OUTBACK ICON ON MARKET FOR LAID-BACK $1.2m

One of the outback’s famous curiosity pubs – just 17 hours north of Adelaide – has hit the market, with an asking price of $1.2 million.

The Mungerannie Hotel is the stuff of legends, comprising a pub, dining room, accommodation, camp amenities and campground, a large manager’s home and workshop, on 11.2 hectares littered with outback folklore.

Lot 10, the Birdsville Track, is approximately 206 kilometres north of Marree, and 311 kilometres south of Birdsville, and the only fuel stop between the two towns.

It is also around 50 kilometres west of the fabled Lake Eyre, but the pub does come with its own wetland and hot spring, being in the heartland of South Australia’s massive network of lakes north of the Spencer Gulf.

The vendor is 60-year-old former Holden veteran Phil Gregurke, who has worked the place since 2006.

Phil Gregurke.

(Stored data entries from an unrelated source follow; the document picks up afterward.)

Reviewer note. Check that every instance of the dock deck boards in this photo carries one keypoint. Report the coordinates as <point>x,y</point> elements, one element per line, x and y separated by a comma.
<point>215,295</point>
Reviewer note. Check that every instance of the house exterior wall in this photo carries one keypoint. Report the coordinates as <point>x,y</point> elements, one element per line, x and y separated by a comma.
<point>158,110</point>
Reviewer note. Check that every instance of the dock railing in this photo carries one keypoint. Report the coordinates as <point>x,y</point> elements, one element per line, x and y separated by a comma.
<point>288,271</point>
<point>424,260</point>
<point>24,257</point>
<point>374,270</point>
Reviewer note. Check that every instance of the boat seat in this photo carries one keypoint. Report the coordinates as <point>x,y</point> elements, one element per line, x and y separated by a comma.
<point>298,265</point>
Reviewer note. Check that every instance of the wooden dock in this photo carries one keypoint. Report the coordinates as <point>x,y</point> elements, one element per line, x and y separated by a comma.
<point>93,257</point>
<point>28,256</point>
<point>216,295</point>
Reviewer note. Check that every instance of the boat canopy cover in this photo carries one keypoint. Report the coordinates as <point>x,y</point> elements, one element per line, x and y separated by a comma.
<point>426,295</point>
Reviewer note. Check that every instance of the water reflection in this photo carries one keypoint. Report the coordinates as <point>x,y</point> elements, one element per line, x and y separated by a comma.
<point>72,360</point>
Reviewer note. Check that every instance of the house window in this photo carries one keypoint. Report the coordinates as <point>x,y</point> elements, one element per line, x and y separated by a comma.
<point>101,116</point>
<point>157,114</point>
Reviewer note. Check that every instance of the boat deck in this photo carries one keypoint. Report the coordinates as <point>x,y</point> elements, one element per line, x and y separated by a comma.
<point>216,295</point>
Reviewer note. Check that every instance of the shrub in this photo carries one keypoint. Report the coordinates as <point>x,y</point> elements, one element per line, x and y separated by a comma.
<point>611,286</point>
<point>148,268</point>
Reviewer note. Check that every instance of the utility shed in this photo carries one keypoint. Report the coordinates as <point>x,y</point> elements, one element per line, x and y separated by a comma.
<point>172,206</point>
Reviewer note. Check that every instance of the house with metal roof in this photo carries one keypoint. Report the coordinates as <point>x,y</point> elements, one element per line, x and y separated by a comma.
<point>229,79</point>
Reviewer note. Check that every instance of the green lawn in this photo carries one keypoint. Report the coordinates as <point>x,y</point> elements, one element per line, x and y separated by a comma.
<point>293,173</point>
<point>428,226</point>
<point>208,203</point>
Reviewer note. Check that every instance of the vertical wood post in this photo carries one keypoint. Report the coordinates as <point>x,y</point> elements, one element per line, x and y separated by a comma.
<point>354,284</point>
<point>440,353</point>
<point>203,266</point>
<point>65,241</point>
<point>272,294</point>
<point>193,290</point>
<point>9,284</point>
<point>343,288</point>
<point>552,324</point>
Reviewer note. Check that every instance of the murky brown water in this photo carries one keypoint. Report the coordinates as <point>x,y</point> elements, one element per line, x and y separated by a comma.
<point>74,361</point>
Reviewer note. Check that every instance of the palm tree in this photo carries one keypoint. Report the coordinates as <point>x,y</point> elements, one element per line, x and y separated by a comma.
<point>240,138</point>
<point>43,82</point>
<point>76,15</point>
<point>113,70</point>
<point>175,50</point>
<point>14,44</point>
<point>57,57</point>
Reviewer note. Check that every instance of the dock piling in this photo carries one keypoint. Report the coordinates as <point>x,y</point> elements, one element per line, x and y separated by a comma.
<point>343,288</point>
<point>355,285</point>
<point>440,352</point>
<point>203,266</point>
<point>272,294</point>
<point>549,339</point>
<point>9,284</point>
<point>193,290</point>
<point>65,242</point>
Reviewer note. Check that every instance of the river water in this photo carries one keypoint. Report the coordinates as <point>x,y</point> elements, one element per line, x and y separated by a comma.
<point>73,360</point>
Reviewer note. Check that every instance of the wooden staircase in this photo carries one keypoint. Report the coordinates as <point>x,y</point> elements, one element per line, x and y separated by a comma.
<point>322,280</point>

Image: Facebook

“I love it,” Gregurke told The Advertiser. “It’s a licence to drink, a licence to smoke, and you’re far enough away from everything.

“You’ve got to follow some rules, sure, but you can certainly have some fun out here.”

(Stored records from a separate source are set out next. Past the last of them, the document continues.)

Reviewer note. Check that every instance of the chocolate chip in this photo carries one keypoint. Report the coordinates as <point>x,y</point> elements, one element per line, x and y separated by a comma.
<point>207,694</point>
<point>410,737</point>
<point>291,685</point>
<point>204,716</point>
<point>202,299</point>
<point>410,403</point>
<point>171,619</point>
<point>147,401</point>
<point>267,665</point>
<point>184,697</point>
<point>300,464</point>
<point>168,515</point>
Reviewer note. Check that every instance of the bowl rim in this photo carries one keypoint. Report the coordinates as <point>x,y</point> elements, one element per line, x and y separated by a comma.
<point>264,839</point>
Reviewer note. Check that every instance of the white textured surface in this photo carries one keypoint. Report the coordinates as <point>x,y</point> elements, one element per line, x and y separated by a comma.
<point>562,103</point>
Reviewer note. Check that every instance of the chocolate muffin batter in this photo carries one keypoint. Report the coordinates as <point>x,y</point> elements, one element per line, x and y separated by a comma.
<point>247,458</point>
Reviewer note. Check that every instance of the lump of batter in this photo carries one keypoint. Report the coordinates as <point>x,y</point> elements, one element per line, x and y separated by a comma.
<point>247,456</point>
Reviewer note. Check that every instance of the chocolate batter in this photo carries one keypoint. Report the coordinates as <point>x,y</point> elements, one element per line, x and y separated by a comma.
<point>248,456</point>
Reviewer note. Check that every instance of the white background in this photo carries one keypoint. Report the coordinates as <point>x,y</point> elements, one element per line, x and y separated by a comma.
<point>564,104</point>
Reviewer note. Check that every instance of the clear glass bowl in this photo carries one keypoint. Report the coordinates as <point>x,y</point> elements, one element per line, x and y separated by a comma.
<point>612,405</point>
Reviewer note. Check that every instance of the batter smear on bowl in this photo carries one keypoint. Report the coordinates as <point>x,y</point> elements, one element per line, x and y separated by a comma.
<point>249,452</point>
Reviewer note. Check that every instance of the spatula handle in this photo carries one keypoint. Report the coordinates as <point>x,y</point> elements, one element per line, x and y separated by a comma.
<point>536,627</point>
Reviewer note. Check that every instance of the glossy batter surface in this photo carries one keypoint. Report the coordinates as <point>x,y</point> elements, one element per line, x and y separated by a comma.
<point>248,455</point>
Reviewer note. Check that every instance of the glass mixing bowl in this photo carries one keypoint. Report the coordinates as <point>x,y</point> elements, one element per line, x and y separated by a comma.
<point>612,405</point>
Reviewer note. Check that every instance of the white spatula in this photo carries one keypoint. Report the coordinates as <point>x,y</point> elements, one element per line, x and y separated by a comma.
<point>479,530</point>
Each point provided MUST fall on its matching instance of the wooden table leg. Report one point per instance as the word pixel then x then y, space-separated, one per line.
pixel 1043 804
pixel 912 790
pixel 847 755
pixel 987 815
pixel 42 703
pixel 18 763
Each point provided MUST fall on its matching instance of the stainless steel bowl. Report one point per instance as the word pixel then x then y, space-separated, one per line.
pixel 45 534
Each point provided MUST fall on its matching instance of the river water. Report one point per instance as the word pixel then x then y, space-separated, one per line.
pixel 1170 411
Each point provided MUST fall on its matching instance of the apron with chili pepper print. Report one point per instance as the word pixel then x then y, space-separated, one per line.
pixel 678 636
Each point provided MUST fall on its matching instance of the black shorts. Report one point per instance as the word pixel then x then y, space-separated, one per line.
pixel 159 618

While the pub also includes a four-hole golf course, Gregurke says “I wouldn’t go out there … too many snakes”.

The business reportedly enjoyed around 200,000 visitors last year, and provided entertainment in the form of mock weddings, drag shows and yabby races. But even when there are no shows, one can spend hours looking around and still not see everything. There is a large collection of hats in the front bar, most of which were donated by workers on the infamous Birdsville Track.

Virtually all the decorations come as part of the sale.

“There’ll be only a very small amount of stuff taken from the pub, and that’s my own possessions, but everything that was given to the pub or was previously there, that can all stay,” says Gregurke.

The pub’s old caretaker hopes to sell it so he can rebuild his house, lost in fires at Sampson Flat, just outside of Adelaide. He says that will be his “final project before full retirement”.

The property is being marketed by Ray White’s Darren Sherriff, in Port Augusta, who says the rare freehold will suit a certain type of person.

“Most of the area is leasehold, which is a 99-year lease, whereas this particular pub and the camping ground is freehold,” reports Sherriff.

“It’s a unique lifestyle, and something that someone with a bit of character would really enjoy.”